For over 40 years, American business has increased the use of leasing, recognizing that the value of equipment comes from its use, not its ownership. Equipment leasing continues to mean investment in productive assets, economic growth and productivity, and the high quality jobs associated with technological and productive equipment, which makes up the bulk of leased assets.
Leasing is A Major Source of Investment in New Equipment
More companies, particularly small companies, acquire new productive equipment through leases than through loans. Of the $668 billion spent by business on productive assets in 2003, $208 billion, or 31 percent, was acquired by American businesses through leasing. In 2004, projected leasing volume is estimated at $218 billion.

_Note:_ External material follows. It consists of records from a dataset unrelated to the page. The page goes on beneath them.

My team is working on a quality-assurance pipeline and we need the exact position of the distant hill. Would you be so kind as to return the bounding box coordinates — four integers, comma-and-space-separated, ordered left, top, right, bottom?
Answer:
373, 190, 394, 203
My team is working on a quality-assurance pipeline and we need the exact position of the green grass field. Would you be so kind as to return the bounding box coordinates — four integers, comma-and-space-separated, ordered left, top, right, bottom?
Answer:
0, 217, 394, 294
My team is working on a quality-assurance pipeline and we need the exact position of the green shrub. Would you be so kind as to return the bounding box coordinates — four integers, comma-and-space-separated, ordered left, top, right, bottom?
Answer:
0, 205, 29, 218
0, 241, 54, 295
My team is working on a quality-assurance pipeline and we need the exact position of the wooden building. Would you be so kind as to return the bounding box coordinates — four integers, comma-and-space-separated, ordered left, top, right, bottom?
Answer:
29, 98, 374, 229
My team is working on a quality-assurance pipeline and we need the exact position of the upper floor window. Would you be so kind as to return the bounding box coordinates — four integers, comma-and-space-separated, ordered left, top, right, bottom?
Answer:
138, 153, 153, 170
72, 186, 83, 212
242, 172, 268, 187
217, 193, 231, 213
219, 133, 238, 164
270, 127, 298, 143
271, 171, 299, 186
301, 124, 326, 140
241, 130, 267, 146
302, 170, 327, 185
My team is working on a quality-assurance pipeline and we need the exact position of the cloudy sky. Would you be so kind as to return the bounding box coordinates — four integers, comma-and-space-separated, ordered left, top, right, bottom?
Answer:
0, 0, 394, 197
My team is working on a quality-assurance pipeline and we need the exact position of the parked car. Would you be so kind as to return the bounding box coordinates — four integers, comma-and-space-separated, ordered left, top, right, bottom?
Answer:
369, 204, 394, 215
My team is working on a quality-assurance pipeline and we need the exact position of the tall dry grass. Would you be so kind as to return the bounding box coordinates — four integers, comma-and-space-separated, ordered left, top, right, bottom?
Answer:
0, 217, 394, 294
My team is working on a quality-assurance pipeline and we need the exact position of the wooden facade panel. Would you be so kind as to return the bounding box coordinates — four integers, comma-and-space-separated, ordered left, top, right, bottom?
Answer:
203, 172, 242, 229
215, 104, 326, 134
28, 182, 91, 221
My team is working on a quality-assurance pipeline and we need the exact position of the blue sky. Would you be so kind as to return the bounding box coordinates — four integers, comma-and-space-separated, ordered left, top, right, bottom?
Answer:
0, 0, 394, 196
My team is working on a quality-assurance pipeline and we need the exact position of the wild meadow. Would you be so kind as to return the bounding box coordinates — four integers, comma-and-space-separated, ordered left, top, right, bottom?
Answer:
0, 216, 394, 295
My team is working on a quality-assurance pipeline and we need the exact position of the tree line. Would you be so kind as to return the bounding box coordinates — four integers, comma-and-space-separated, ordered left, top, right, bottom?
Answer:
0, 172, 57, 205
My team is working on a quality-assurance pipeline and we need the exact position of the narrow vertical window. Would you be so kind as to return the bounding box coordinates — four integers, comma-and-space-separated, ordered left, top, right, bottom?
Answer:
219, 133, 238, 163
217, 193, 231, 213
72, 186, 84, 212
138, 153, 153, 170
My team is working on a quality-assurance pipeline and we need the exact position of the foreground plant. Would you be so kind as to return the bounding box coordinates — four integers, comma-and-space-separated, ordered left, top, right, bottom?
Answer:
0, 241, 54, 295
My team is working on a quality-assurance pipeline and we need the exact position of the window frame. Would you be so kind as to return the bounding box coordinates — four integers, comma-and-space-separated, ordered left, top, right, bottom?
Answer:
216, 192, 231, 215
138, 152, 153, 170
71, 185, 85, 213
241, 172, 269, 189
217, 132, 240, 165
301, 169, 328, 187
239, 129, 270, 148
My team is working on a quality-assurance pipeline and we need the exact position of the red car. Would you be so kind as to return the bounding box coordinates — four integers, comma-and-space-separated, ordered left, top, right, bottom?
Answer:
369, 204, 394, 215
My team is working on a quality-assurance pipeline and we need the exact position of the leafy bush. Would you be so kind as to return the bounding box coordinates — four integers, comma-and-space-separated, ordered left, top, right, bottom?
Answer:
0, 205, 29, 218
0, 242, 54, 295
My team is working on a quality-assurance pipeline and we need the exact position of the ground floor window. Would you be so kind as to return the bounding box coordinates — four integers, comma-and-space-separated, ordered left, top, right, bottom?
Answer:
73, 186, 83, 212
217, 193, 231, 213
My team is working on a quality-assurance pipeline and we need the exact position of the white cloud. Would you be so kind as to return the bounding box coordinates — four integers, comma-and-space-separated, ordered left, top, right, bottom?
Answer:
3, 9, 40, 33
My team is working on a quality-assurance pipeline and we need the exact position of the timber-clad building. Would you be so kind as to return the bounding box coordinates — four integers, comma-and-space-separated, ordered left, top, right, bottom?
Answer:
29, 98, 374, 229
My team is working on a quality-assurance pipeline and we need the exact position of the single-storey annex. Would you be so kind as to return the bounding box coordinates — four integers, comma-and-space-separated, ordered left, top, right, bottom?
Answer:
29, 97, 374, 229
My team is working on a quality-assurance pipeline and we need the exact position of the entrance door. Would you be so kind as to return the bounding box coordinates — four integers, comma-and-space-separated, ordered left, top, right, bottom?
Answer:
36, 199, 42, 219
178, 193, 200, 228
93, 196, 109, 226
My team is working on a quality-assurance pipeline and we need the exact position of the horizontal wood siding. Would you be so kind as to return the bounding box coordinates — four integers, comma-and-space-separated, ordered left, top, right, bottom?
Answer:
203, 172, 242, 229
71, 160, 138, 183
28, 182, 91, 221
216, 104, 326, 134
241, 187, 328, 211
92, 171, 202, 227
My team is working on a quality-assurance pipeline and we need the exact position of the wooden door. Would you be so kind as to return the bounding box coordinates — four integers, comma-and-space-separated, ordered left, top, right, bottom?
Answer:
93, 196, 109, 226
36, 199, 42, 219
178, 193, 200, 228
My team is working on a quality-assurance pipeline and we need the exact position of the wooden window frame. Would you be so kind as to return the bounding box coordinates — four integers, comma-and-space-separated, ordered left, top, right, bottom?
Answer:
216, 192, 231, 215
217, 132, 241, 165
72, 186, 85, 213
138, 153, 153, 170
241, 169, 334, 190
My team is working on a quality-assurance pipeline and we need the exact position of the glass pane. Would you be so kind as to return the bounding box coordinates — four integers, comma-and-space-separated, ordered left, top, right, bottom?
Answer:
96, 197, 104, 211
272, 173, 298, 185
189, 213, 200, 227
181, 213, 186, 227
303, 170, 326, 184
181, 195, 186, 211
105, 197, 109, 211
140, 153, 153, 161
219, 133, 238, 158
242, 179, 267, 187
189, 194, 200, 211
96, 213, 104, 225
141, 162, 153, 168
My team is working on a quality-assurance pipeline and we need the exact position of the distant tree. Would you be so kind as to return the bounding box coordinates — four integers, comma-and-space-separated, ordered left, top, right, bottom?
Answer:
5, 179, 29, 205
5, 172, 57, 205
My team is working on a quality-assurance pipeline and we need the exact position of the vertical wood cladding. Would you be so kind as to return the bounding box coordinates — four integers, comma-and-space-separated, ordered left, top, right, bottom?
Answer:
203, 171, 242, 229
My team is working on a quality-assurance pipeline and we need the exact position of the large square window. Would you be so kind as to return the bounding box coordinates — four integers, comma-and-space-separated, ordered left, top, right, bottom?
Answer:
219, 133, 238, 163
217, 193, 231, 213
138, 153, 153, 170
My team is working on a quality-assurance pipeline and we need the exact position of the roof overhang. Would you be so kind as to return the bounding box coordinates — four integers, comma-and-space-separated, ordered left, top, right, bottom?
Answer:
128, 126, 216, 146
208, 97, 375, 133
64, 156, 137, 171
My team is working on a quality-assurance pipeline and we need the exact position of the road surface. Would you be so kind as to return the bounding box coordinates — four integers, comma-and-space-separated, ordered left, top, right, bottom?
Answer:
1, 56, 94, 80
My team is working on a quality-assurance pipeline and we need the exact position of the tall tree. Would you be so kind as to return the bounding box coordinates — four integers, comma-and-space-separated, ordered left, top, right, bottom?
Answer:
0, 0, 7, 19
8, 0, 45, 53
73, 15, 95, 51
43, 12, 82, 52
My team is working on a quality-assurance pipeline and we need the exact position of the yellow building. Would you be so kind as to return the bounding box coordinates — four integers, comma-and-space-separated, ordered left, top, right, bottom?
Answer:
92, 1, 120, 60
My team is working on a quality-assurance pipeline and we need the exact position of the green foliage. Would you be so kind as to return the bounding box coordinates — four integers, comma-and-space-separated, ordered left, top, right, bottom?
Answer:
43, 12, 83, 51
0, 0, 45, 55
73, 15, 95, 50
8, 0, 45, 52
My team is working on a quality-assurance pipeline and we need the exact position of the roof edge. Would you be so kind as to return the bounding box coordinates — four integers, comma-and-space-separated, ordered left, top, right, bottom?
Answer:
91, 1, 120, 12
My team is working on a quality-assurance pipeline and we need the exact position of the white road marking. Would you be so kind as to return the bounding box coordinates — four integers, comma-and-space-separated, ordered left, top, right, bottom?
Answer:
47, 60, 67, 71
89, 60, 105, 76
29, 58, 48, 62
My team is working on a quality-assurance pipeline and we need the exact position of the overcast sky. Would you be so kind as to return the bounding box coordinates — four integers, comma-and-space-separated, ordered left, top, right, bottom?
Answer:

American Leasing Companies Own More Equipment Than Any Other Industry
Who Leases? Everybody! Eighty percent of U.S. companies lease all or some of their equipment. They lease on an ongoing basis -- adding, upgrading, using the flexibility provided by leasing to have the most effective operation possible. Companies that lease tend to be smaller, growth-oriented, focused on productivity, and more technology-oriented. These are companies long on ideas, short on capital, and in need of flexibility as they grow and change. Companies that lease tend to create more jobs and be the most entrepreneurial and competitive.
- The most frequent reason given is the need for equipment flexibility related to either changes in the business or protection against technological obsolescence.
- Cash flow and financial reasons. Leasing permits a close matching of rental payments to the revenue produced by using the equipment. Leasing keeps debt lines open for working capital rather that tied up in capital expenditures.
- Efficiency and convenience. Companies make money by using equipment -- ownership has become incidental depending on business factors. Leasing companies provide a wide range of services related to equipment that can allow a company to focus on its core business -- not managing equipment. Acquisition, disposition, maintenance, and upgrading are just some of the benefits a lease can provide along with the capital itself.
- Stimulating investment and serving growth. Companies are incented to invest in new equipment by the federal and state tax codes. But often the companies cannot use these incentives. Through the use of leasing, however, the benefit of the incentive can be passed through to a company in low rental payments because as the owner of the equipment, the leasing company utilized the depreciation or credit incentive.
Leasing Means Productivity, A Better Environment, and Jobs
Leased equipment tends to be technology based, fuel-efficient, easy to use, safe, and high-output equipment. Because leases provide flexibility, modernizing is made easier. It is estimated that each increase of $1 billion in equipment investment creates approximately 30,000 jobs. Leasing not only equips America, it puts America to work!
Who Are The Leasing Companies?
The several thousand organizations that provide leases to American business are industrial finance companies, banks, and independent companies. They are large and small. They tend to specialize in certain equipment or industries. They offer a wide range of equipment and related services from simply providing the capital through a lease to equipment maintenance, operating, managing, and remarketing.
For information on the ELA member leasing companies, search the Lessor Directory at our Choose Leasing site.
Leasing is International
Equipment leasing in the U.S. is part of a rapidly growing worldwide industry. Over one-half of the world's leasing is now being done by companies in Europe and Japan. Leasing is also increasing opportunities for exports of equipment and financial services.